RUU Narkotika: BNN Tekankan Kejelasan Kewenangan dan Peran Kelembagaan
Badan Narkotika Nasional (BNN) mendesak agar revisi RUU Narkotika dan Psikotropika memberikan kejelasan peran dan kewenangan lembaga penegak hukum demi efektifitas pemberantasan narkotika.

Badan Narkotika Nasional (BNN) menegaskan perlunya kejelasan pengaturan kewenangan dan peran kelembagaan dalam Rancangan Undang-Undang (RUU) Narkotika dan Psikotropika. Hal ini disampaikan dalam Sarasehan Revisi Undang-Undang Narkotika dan Psikotropika di Jakarta pada Selasa (29/4) lalu. Acara ini membahas urgensi peran BNN dalam revisi RUU tersebut. Kepala BNN, Komjen Pol. Marthinus Hukom, menekankan pentingnya kejelasan peran lembaga dalam konteks penegakan hukum terkait narkotika.
Menurut Komjen Pol. Marthinus, seperti dikonfirmasi pada Rabu (30/4), "Saya meminta para pejabat harus mampu berinteraksi untuk membentuk suatu argumen yang kuat bahwa dalam revisi UU ini penjelasan tentang nama kelembagaan itu menjadi sangat penting dan itu akan kami minta dari para ahli." Kejelasan peran lembaga, khususnya BNN, akan memperjelas upaya penegakan hukum dalam pemberantasan narkotika. Hal ini penting untuk menghindari tumpang tindih kewenangan dan memastikan efektivitas pemberantasan narkotika.
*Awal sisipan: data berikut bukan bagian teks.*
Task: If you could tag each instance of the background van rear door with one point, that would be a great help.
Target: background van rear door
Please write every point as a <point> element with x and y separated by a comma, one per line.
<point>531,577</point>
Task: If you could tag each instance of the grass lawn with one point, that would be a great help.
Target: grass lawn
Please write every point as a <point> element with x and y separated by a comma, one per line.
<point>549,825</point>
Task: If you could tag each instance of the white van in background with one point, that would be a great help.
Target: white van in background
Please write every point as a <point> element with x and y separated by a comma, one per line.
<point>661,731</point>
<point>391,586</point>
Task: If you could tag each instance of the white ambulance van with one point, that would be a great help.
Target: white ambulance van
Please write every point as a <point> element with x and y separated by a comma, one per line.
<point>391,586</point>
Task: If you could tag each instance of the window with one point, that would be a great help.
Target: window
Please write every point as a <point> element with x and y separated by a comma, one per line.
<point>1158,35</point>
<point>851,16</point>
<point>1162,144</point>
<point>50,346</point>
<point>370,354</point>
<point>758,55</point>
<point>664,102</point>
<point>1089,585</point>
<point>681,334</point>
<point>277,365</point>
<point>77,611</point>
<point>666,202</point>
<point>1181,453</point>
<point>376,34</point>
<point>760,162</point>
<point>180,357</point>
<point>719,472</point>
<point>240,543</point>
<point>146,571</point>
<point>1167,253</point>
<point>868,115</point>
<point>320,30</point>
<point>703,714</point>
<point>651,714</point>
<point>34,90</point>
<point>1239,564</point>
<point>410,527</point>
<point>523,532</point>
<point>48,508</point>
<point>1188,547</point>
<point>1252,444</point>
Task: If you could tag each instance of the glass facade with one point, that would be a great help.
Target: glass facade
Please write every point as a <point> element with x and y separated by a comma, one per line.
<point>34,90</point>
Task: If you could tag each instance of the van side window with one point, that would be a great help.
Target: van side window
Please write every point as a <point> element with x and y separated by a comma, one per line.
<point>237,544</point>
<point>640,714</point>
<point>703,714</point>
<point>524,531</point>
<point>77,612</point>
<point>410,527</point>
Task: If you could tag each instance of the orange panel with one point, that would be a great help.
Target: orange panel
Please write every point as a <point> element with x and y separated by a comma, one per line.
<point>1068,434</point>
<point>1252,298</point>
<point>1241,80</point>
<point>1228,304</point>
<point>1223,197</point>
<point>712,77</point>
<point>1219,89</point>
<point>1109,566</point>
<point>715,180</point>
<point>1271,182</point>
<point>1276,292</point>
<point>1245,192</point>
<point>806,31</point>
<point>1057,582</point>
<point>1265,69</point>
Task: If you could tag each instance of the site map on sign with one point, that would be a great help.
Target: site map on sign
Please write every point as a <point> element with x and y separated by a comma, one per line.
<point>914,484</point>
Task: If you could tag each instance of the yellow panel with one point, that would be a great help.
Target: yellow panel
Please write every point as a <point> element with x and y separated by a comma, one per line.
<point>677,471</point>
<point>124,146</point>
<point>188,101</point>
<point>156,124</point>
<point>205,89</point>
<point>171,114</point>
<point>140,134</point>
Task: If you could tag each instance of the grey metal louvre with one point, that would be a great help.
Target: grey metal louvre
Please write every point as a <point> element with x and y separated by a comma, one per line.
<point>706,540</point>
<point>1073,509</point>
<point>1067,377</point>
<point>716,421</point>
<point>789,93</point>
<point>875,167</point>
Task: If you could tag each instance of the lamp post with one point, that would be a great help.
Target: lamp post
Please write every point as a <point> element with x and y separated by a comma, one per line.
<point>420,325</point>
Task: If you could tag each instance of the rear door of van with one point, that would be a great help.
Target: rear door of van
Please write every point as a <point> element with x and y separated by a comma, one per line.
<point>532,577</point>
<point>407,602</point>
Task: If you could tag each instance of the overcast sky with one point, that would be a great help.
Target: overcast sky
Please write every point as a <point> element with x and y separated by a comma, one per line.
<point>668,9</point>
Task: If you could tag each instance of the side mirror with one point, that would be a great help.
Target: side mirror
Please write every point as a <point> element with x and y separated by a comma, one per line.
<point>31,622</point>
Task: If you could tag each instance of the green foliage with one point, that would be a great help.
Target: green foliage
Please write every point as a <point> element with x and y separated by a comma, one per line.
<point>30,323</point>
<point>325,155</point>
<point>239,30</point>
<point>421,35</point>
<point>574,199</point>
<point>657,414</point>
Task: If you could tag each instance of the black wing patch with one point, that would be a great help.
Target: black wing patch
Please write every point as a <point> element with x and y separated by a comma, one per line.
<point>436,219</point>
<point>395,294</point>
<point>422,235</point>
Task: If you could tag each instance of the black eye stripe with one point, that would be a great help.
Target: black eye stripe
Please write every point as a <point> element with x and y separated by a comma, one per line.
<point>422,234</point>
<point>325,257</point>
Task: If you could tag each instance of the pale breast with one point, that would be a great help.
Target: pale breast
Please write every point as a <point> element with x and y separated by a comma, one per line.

Deputi Hukum dan Kerja Sama BNN, Agus Irianto, turut menyoroti urgensi revisi RUU untuk mencegah degradasi kewenangan antar lembaga penegak hukum. Ia menekankan perlunya revisi untuk menghindari kekacauan hukum akibat perbedaan semangat penegakan hukum. Sebagai contoh, Agus Irianto menyinggung adanya potensi konflik antara keadilan restoratif (restorative justice) dan pemidanaan dalam penanganan kasus narkotika.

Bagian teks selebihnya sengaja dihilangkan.